Because he knew that Kouji, having been forced into the light only to lose it, was hurt as well.

**OoOoO**

He knew of broken hopes, shattered dreams.

After all, all he had to do was look into a mirror and see them in himself.

He'd started out with nothing in that journey—nothing but a cold, solitary existence. But in that nothing, he'd attained his own sliver of peace and serenity by which he could survive. It wasn't the best of existences, and he was cut off from much of his emotion, but he had control over himself and his interactions, which somewhat made up for his inability to control his surroundings.

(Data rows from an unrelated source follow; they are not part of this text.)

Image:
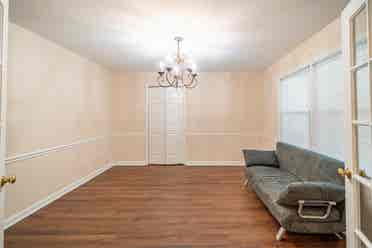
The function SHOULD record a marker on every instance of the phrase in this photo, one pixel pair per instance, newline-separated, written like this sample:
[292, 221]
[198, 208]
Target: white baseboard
[52, 197]
[215, 163]
[129, 163]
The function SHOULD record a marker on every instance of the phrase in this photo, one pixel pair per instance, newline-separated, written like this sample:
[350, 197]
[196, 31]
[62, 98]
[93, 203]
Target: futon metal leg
[245, 183]
[339, 236]
[280, 234]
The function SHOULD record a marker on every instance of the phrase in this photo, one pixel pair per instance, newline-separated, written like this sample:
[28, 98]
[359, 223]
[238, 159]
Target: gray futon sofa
[300, 188]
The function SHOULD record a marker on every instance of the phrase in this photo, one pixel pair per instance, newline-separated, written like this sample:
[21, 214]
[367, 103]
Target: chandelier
[177, 71]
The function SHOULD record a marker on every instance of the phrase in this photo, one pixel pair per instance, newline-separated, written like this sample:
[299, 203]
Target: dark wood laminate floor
[158, 207]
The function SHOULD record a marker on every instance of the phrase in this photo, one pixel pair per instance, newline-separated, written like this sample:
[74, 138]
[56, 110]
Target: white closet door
[166, 126]
[157, 125]
[174, 126]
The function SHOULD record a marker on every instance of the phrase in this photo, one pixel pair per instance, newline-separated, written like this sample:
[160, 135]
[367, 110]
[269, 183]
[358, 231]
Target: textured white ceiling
[221, 35]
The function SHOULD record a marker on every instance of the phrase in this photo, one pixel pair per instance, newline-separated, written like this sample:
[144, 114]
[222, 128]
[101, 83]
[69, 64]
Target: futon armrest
[260, 158]
[311, 191]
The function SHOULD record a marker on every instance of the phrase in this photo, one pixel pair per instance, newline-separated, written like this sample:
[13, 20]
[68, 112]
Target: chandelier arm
[193, 84]
[190, 79]
[161, 80]
[170, 82]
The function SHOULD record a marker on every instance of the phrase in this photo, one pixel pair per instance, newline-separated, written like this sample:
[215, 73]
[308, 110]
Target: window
[312, 107]
[295, 111]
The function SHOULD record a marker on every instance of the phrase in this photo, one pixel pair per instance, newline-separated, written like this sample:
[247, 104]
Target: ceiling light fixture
[178, 71]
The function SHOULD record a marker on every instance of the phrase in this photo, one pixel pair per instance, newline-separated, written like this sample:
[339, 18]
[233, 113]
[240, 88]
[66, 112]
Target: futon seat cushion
[269, 183]
[311, 191]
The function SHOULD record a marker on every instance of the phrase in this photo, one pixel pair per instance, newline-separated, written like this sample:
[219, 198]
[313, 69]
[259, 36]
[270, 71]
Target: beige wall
[223, 115]
[319, 45]
[54, 98]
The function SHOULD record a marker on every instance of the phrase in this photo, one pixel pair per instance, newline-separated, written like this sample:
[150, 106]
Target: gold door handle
[345, 173]
[6, 180]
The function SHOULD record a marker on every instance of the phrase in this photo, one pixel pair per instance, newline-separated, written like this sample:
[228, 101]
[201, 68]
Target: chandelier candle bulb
[177, 71]
[162, 66]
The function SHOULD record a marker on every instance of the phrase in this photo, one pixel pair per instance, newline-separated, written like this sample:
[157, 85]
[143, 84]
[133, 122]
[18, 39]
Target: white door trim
[147, 124]
[352, 186]
[4, 101]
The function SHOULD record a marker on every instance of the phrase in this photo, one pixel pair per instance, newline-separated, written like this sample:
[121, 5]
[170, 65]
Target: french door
[166, 139]
[357, 50]
[3, 93]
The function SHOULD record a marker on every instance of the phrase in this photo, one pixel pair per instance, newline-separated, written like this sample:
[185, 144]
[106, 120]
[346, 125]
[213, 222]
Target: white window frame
[310, 67]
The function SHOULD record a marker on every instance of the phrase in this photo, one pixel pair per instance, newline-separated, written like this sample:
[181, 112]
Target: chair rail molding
[45, 151]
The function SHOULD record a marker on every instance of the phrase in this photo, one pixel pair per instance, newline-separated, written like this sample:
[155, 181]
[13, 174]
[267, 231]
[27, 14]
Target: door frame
[353, 216]
[4, 101]
[148, 86]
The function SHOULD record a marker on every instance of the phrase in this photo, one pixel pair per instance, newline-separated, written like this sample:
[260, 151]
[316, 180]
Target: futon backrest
[308, 165]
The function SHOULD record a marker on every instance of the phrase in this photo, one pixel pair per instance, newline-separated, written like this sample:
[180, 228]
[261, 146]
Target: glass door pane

But, in the Digital World, his world began to change. It had first been when he'd seen Tomoki—he knew the boy needed help, and he'd acted before he'd even thought about it.

And the dam broke, because he'd gotten closer and closer to others, and he'd finally tasted the emotions he'd lacked in all the time beforehand, and, as slow as they'd come, they'd become his nirvana. He could feel the warmth of friendship, the soft comfort of care, the sweet taste of happiness, and the true, unadulterated serenity of being with others.

When he'd found his twin, the light to his darkness and the darkness to his light, he held hands with desperation and danced with desire, because suddenly there was something he desperately wanted, that he needed.

Kouichi.

And when everything came together and fallen into his grasp, he learned yet another thing: love. He'd learned to love others in a way he hadn't before, a way so much deeper than what he felt for his father.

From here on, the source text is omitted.